3.  What kind of fashion items have the lowest magnitude median principal component 2 values? Give 2.
4.  Describe the pixel relationship that accounts for the *second* most amount of image variability in this dataset.

### 4.6. Principal Component 3 Interpretation

Use your results from 4.3 and 4.2.1 to answer the following questions below. You may also need to rely on prior knowledge of what each of these fashion items looks like. In assignment 6 we visualized a handful of each type of fashion item).

1.  What kind of fashion items have the highest positive median principal component 3 values? Give 2.
2.  What kind of fashion items have the highest negative median principal component 3 values? Give 1.
3.  Describe the pixel relationship that accounts for the *third* most amount of image variability in this dataset.

### 4.7. The Variability of Sandals... Again &#128514;

#### 4.7.1. High and Low Principal Component 1 Values for Sandals

Finally, visualize the image of the sandal that has the highest magnitude value for principal component 1. Then visualize the image of the sandal that has the lowest magnitude value for principal component 1.

#### 4.7.2. Interpretation

Why do we think image with the higher principal component 1 magnitude was given a mucher higher value than the other sandal image that we looked at?

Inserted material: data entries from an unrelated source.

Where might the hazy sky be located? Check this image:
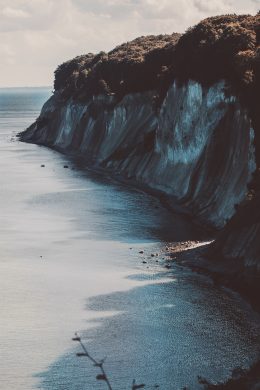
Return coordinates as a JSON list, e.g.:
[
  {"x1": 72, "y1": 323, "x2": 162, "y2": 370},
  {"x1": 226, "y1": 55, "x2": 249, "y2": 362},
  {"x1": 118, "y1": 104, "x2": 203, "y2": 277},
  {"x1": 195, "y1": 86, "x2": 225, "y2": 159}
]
[{"x1": 0, "y1": 0, "x2": 260, "y2": 87}]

## 5. Double Checking Desired PCA Properties

### 5.1. Attribute Variances

Calculate the variances of your k principal components.

### 5.2. Percent of Total Pixel Variance

Calculate the the sum of the principal component variances. Then divide this value by the total pixel attribute variance from 2.2.

### 5.3. Covariance Matrix

Finally, calculate the covariance matrix of your principal components.